Abstract
Chagas disease affects an estimated 300,000 people in the United States, and as many as 300 congenital infections are estimated to occur annually. The level of knowledge about Chagas disease among obstetricians-gynecologists in the United States has not been assessed. The American College of Obstetricians and Gynecologists surveyed a representative sample of 1,000 members about Chagas disease. Among 421 respondents, 68.2% (95% confidence interval [CI] = 63.5–72.6) described their knowledge level about Chagas disease as “very limited.” Only 8.8% (95% CI = 6.2–12.0) knew the risk of congenital infection, and 7.4% (95% CI = 5.1–10.4) were aware that both acute and chronic maternal infections can lead to congenital transmission. The majority of respondents (77.9%; 95% CI = 73.5–81.9) reported “never” considering a diagnosis of Chagas disease among their patients from endemic countries. Most of those who did consider the diagnosis did so “rarely.” Knowledge of Chagas disease among obstetricians-gynecologists in the United States is limited. Greater awareness may help to detect treatable congenital Chagas cases.
Introduction
Chagas disease, caused by infection with the vector-borne parasite Trypanosoma cruzi, affects an estimated 8–11 million persons throughout much of Mexico and Central and South America.1 In endemic areas, Chagas disease is primarily transmitted by triatomine insects (i.e., kissing bugs). Infection also can occur through congenital transmission as well as through receipt of contaminated blood transfusions or organ transplantations, laboratory accidents, and ingestion of triatomine-contaminated food or drink.2–5 If untreated, infection is life-long, with low-level intermittent parasitemia. Many chronically infected persons remain asymptomatic. However, an estimated 30% develop clinical manifestations, usually decades after the initial infection. Chronic infection may affect the cardiovascular system (leading to cardiomyopathy, arrhythmias, or sudden death), gastrointestinal system (with megaesophagus or megacolon), or rarely, both.2,6,7
Although much less common in the United States, it has been estimated that more than 300,000 people in the United States may have Chagas disease,8,9 and congenital transmission occurs in 1–10% of infants born to infected mothers.10 The majority of Chagas cases in the United States are chronically infected persons who have migrated from endemic areas where they acquired the infection; most are asymptomatic and likely unaware of their infection.8 However, the detection of asymptomatic infections in the United States has increased after the initiation of widespread screening of the blood supply for T. cruzi in early 2007.11 Many newly diagnosed chronic infections are identified among blood donors who are women of reproductive age and at risk of transmitting the infection to their newborns.
Obstetrician-gynecologists may be faced with questions from seropositive patients about the implications of testing results, treatment options, and risk of congenital transmission.
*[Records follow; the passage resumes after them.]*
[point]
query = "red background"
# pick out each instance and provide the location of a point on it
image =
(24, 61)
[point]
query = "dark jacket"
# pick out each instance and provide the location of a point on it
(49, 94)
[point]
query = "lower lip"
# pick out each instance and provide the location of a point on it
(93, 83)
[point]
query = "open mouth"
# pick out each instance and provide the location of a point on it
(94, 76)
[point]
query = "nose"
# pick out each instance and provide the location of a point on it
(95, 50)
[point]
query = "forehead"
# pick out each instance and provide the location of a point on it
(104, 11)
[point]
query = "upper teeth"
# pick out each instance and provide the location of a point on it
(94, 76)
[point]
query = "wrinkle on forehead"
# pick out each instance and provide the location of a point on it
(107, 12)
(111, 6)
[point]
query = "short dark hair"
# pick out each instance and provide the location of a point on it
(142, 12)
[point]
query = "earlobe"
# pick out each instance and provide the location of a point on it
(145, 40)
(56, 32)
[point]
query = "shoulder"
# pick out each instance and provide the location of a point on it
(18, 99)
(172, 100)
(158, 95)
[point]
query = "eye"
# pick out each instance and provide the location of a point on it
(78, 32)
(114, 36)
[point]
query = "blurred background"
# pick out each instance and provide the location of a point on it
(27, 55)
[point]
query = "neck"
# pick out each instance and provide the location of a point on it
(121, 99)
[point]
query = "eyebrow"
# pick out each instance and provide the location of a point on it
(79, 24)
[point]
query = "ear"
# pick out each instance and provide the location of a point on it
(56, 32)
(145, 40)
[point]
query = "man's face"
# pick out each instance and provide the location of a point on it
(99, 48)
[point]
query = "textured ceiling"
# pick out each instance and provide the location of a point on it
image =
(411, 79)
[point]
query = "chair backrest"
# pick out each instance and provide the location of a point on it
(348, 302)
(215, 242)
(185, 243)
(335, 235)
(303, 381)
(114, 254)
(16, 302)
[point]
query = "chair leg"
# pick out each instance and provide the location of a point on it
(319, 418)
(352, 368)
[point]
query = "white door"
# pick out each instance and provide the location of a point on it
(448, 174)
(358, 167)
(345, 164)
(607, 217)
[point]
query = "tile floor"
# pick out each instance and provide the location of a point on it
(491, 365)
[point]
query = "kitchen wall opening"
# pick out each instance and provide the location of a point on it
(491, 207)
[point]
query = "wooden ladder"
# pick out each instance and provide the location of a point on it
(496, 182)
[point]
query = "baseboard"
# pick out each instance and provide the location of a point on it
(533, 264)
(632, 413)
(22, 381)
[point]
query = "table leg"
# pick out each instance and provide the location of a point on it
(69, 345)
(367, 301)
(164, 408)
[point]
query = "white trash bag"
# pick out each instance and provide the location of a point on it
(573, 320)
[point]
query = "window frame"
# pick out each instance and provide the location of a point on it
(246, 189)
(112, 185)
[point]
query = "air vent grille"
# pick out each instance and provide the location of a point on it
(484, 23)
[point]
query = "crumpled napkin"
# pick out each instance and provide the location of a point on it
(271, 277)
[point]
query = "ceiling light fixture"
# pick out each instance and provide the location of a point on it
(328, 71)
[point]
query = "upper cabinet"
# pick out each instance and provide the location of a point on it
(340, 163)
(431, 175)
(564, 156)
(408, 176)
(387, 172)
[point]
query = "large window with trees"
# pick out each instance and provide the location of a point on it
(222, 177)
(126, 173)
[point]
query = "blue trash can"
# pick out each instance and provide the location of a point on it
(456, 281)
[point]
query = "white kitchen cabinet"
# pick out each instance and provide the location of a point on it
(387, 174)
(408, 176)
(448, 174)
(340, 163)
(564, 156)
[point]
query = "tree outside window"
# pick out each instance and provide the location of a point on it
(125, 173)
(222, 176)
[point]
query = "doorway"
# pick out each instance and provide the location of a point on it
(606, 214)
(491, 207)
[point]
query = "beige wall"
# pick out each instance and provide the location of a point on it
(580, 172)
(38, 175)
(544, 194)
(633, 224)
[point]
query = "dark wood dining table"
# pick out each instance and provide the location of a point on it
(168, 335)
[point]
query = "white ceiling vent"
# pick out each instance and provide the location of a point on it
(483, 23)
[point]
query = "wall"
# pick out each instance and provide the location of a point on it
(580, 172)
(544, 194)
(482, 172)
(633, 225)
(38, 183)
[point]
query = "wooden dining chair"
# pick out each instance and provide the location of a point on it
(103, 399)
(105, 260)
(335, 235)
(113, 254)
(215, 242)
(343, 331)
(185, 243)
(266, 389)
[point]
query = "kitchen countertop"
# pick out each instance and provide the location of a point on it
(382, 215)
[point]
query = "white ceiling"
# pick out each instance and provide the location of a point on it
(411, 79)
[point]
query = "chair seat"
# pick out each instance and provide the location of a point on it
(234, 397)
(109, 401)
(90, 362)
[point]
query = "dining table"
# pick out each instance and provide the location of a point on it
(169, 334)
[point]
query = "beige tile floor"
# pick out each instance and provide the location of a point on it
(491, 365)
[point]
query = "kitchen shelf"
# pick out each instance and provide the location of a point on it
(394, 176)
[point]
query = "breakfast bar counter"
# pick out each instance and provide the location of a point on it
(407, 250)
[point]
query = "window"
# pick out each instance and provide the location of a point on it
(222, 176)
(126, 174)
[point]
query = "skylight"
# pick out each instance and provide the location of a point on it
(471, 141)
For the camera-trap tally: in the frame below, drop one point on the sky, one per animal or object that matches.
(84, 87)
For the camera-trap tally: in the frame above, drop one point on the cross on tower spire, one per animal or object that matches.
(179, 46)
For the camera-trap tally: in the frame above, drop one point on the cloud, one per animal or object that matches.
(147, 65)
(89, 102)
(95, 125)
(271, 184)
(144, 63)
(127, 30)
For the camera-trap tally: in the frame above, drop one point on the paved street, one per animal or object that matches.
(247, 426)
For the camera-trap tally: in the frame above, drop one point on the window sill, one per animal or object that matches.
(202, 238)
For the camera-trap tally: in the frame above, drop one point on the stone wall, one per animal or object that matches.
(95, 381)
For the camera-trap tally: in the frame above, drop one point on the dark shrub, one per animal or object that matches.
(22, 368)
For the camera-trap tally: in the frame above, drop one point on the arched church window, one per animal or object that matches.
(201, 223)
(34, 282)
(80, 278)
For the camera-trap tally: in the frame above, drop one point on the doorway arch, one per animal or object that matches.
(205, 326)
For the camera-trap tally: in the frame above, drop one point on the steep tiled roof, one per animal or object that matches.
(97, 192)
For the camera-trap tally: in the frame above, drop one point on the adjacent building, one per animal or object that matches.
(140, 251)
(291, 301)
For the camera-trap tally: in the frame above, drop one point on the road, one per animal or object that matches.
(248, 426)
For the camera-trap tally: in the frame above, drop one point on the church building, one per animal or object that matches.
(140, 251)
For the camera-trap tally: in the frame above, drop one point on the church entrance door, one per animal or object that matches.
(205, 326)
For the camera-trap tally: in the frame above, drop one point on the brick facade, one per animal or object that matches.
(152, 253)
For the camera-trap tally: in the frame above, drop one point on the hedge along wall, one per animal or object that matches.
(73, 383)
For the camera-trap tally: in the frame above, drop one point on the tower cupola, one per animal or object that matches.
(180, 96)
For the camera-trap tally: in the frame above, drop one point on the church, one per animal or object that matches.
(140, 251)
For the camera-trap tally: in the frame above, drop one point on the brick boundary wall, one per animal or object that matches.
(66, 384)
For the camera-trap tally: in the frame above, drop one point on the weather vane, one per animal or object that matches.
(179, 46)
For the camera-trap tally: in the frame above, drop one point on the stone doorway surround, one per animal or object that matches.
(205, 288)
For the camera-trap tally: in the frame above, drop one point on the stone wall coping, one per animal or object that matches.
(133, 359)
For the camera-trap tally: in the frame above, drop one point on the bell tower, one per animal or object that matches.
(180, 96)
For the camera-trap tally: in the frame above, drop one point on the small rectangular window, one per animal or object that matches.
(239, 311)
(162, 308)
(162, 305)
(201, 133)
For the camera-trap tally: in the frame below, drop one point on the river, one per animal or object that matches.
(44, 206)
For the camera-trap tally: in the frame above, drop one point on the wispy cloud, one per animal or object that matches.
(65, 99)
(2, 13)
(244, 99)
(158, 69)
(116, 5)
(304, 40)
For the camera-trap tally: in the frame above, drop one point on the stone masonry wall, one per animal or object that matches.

In addition, obstetrician-gynecologists can facilitate prompt diagnosis and treatment of congenital Chagas cases by identifying T. cruzi infection in pregnant patients who are unaware of their illness. However, little is known about the level of Chagas disease knowledge among obstetricians-gynecologists in the United States.
Methods
A questionnaire about Chagas disease was developed by the American College of Obstetricians and Gynecologists (ACOG) and reviewed by the Centers for Disease Control and Prevention (CDC). The questionnaire included questions about the etiology, clinical manifestations, diagnosis, and risk for congenital transmission. Data were also collected on demographic characteristics, clinical practice type, and patient population served by respondents. In March 2008, the questionnaire was mailed to 1,000 ACOG members, including 600 members of the Collaborative Ambulatory Research Network (CARN) and 400 non-CARN members. CARN members are practicing obstetricians-gynecologists who voluntarily agree to participate in periodic surveys conducted by ACOG. A quasi-random sample of each group was selected. The CARN membership list was stratified into groups of 100 so that each group was representative of the ACOG membership based on gender breakdown and year of birth. Six of those groups were then randomly selected for this study. The same procedure was followed for the non-CARN sample, except that four groups were randomly selected for this study. Second, third, and fourth follow-up mailings were sent to non-respondents in May, June, and August 2008, respectively. Questionnaires were compiled, and data was entered at ACOG headquarters in Washington, DC.
Data were analyzed using SAS Enterprise Guide version 4.0 (SAS Institute Inc., Cary, NC). Response proportions were calculated for CARN and non-CARN groups. Ninety-five percent confidence intervals were calculated using the Clopper-Pearson method, and proportions were compared using the Fisher's exact test. Associations between respondent characteristics and knowledge about Chagas disease were investigated using logistic regression. Findings with a P value of < 0.05 were considered significant.
The survey was determined to be exempt from review by the institutional review boards at ACOG and CDC.
Results
Of the 1,000 ACOG members who were mailed the survey, a total of 421 (42%) responded, including 277 (46%) CARN members and 144 (36%) non-CARN respondents. The 421 respondents included residents of 49 states. Respondents had been in practice for a median of 18 years, and 51% were male.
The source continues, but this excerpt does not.